Matt: If you could be a pro at any other sport, what would it be?
Reed: Is that a question?  Big game huntin, of course!
Matt: I meant extreme sports, which you said is skateboarding.
Reed: What, running into a cave with a bunch of hibernating grizzlies with nothing but a buck knife and an air horn doesn’t seem extreme?

Matt: Why do you prefer a bi-level over a concave?
Reed: Why don’t I prefer a bi-level over a concave?

Matt: Who do you usually ride with?
Reed: Uh, You, Byerly, Thomas (Horrell), Aaron (Reed), but mostly you.

Matt: Do you prefer PWC or Boat? Why?
Reed: I don’t care what I’m riding, as long as I’m doing tricks right. Like skateboarders and not gay stuff.

Matt: Have you learned any new tricks lately?
Reed: Yes! Next question please.

Matt: Who do you look up to in the sport and who inspires you to ride?
Reed: I look up to Byerly, Aaron, Thomas and Nick T. Aaron and you inspire me.

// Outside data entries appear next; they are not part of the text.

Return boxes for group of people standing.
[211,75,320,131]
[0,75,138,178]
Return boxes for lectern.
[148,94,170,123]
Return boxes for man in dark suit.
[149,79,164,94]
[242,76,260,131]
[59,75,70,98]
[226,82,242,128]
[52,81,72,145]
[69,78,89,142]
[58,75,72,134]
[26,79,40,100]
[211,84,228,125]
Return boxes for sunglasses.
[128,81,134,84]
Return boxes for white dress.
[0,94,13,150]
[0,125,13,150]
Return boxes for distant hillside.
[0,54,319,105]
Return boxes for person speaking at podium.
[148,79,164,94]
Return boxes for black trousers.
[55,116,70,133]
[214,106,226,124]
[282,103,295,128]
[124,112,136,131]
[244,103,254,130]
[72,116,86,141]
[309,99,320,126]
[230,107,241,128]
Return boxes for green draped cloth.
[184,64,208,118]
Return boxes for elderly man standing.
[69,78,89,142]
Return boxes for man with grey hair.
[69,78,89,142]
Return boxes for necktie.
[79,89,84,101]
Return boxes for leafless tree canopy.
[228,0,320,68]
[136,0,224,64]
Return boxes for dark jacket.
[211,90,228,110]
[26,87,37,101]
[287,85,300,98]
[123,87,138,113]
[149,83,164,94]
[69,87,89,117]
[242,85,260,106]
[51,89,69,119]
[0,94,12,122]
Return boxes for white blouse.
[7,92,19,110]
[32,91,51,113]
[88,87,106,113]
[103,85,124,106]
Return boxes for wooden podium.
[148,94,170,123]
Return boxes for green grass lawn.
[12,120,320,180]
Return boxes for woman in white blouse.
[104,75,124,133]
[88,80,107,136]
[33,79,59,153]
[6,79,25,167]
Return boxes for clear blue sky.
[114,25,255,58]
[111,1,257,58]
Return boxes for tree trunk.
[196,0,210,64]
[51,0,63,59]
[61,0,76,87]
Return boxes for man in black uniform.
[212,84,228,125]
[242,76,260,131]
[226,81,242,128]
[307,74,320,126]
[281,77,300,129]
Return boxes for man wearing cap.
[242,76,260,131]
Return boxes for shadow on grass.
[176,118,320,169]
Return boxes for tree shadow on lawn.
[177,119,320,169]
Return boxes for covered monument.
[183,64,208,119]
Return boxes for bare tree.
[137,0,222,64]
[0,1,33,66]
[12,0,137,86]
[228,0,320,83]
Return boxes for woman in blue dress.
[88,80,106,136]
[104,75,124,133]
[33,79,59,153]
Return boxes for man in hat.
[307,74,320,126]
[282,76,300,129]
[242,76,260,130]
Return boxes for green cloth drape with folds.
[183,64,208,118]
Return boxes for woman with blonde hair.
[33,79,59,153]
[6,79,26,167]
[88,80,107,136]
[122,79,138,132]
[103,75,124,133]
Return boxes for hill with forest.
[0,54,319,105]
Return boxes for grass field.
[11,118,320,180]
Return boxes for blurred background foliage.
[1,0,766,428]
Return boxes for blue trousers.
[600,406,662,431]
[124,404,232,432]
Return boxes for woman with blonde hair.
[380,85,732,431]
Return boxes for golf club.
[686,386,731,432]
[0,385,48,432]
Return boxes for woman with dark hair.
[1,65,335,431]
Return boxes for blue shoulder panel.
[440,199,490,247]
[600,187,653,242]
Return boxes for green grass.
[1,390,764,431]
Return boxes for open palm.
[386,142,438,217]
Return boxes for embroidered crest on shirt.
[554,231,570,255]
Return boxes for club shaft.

Matt: Where do you normally ride?
Reed: On the water. No really, at a secret spot that if I told you I would have to kill you, so let’s just change the subject.

Matt: There’s always talk about the way tricks should and should not be done, and if it matters. What do you think?
Reed: It does matter. Tricks should be done right. I mean, if you open any skate magazine, you won’t find any tricks that aren’t done right. I think guys should stop claiming tricks and trying to get them in the magazines when they aren’t done right.

Matt: Do you think wakeskating is going in the right direction?
Reed: Yes, I think a select few people are moving the sport in the right direction.  Hmm Hmm, Aaron Reed.

Matt: What are your hobbies outside of wake skating?
Reed: Dang ol, is that even a question?  Shoot my bow, shoot my gun, fishin’, etc.

Matt: How do you feel about frilly tooth picks?
Reed: I’m for um!
Matt: Well then, this club is formed!

Matt: What’s your favorite quote?
Reed: Dang ol’ and “shake and bake”

Matt: What is your favorite animal?
Reed: Obviously, the bear.

Matt: Favorite color?
Reed: Mossy oak camo.

Matt: Where do you see yourself in five years?
Reed: Celebrating the fifth anniversary of you asking me this question.

Matt: OK, last question, if you could change one thing about wake skating, what would it be?

Reed: If I could change one thing about wake skating, it would be to figure out a way to make boards that don’t break so much. Ok man lets go fishin’.